そして、『奈落』最下層の一部を譲り、カイザーの墓を作る場所を与えた。

以後、彼はカイザーの墓を作ると、1日の殆どをその場所で過ごしている。

エリー曰く『精神的に病んでいるようですわ。場合によっては自ら命を絶ってしまうかもしれませんの』とのことだ。
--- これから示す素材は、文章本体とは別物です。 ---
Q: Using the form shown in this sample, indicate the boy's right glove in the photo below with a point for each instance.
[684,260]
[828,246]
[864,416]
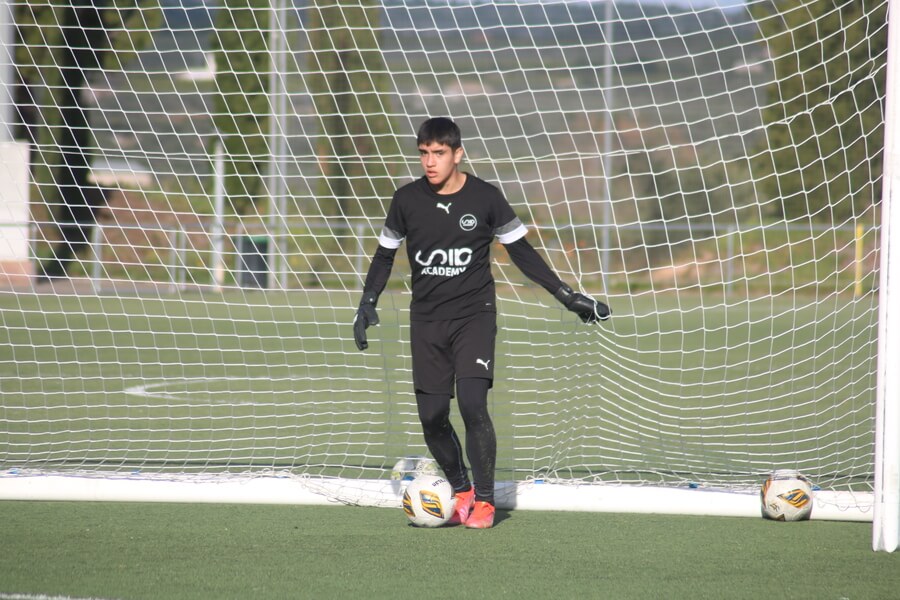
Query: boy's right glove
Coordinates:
[365,318]
[588,309]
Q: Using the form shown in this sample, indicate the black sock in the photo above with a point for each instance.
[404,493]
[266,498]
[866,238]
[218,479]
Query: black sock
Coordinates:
[481,440]
[441,439]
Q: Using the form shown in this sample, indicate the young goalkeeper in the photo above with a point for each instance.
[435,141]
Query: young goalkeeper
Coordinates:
[449,218]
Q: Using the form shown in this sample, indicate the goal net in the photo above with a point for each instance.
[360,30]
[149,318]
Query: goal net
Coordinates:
[207,181]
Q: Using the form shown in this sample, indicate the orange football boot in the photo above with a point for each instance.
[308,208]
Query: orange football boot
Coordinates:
[482,516]
[464,502]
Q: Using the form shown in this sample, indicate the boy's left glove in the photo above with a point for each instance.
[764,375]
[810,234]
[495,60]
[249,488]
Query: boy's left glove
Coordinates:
[365,318]
[588,309]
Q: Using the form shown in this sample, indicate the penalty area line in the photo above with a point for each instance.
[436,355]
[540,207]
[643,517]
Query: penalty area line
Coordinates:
[5,596]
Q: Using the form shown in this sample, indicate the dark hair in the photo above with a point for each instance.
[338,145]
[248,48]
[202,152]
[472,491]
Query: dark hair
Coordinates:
[439,130]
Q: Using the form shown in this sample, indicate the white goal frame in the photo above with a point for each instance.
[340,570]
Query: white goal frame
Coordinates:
[539,491]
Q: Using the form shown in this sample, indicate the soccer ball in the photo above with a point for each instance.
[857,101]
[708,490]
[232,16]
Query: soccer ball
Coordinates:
[406,469]
[429,501]
[786,496]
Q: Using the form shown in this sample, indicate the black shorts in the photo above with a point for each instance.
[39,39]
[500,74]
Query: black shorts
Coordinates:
[444,351]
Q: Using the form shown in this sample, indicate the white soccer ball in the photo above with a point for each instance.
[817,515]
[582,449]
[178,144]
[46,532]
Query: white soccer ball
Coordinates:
[786,496]
[408,468]
[429,501]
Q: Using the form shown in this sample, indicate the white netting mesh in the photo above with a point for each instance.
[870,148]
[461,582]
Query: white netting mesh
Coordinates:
[208,181]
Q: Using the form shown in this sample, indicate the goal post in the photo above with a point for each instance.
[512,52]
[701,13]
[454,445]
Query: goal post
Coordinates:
[208,185]
[886,524]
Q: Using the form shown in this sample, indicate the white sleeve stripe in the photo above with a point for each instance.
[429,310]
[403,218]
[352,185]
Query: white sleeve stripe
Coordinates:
[389,242]
[511,236]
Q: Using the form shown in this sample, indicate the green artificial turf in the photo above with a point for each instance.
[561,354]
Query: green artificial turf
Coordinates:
[131,550]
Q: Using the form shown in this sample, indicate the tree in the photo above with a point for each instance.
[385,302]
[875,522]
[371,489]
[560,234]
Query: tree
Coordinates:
[242,106]
[822,154]
[347,75]
[61,44]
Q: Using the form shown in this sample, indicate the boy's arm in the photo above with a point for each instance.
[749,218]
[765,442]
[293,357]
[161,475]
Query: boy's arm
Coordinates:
[526,258]
[376,280]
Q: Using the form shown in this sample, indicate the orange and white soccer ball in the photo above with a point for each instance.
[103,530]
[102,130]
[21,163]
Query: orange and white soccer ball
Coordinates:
[428,501]
[786,496]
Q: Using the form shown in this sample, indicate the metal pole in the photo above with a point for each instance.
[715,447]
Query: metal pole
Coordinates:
[7,70]
[218,228]
[277,140]
[608,95]
[886,516]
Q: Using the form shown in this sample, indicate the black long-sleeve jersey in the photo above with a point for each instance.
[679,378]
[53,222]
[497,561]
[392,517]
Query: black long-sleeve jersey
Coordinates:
[448,238]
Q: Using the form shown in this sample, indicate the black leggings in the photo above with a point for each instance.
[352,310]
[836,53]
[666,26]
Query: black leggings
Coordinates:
[481,441]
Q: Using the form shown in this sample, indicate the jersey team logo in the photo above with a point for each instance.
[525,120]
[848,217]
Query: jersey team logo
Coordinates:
[448,263]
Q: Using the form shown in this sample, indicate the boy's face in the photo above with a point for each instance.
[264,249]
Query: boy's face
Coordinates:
[439,162]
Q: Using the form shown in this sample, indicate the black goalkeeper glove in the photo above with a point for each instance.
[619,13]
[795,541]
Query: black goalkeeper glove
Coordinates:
[365,318]
[588,309]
エリーの記憶チェック、メイの嘘判別による尋問でも黒は犯罪らしい犯罪はおかしていない。

レベルアップも海中か、ダンジョン奥地で行っていた。

それ以外は基本カイザーの側に居続けていただけ。

しかし、そんな常に一緒に居た親友であるカイザーが死亡。

殺害した相手は『奈落』最下層のさらに下で現在、苛烈な拷問を受けている。

黒自ら手を出すより、よほど辛く苦しい目にあっていた。

なので復讐を果たしている状態ともいえる。

結果、何をしていいのか分からず、静かに親友の墓の側で一日を過ごしているのだ。

妖精メイド達が武装して監視しているが、逃亡や反乱のためではない。

いつ自殺するか分からないから、監視させている状態だ。

一応、僕の『無限ガチャ』カードで精神治療を申し出たのだが……。

『……申し訳ないが。気持ちだけありがたく。今はただカイザーと向かい合っていたい』と黒本人からやんわりと拒否された。

今は本人的にもそっとして置いて欲しいのだろう。

そういう時は誰にでもあることだ。

僕は思わず軽く溜息をついてしまう。

ちょうどそのタイミングでユメとナズナが待つ部屋へと到着する。

待ち構えた妖精メイド達がそっと扉を開く。

僕は軽く手を上げ彼女達に礼をすると、部屋に足を踏み入れる。

部屋に入るとすぐに香ばしい甘い匂いが漂ってきた。

僕の姿に気付き、ユメ、ナズナが笑顔で駆け寄ってくる。

「にーちゃん! いらっしゃい! あのね、ユメ、ナズナちゃんと一緒にクッキーを作ったの!」

「ご主人様のためにいっぱい妹様と作ったんだぞ!」

「ねー!」

「なー!」

二人は笑顔で互いに笑い合う。

僕も先程までの沈んだ気持ちが嘘みたいに自然と幸せな笑みを作ってしまう。

「それは楽しみだね。それじゃ二人が作ってくれたクッキーをお茶と一緒に楽しもうか」

「食べて、食べて! ユメ、頑張って作ったから!」

「あたいも頑張って作ったぞ!」

にこにこ笑う二人に手を引かれて席へと向かう。

背後でメイがお茶の指示を出し、妖精メイド達が動き出す。

僕は復讐を終えて真実を知り、一部違和感やもやもやとした感情を抱えながらも、全ての決着をつけ、妹達と平和なお茶会を開くことが出来たのだった。

――しかし、そんな平和は紛い物で最悪な形でぐちゃぐちゃに潰されることをまだ僕はこの時点では知らずに居た。

その前触れとなる一報が翌日、世界中から届く。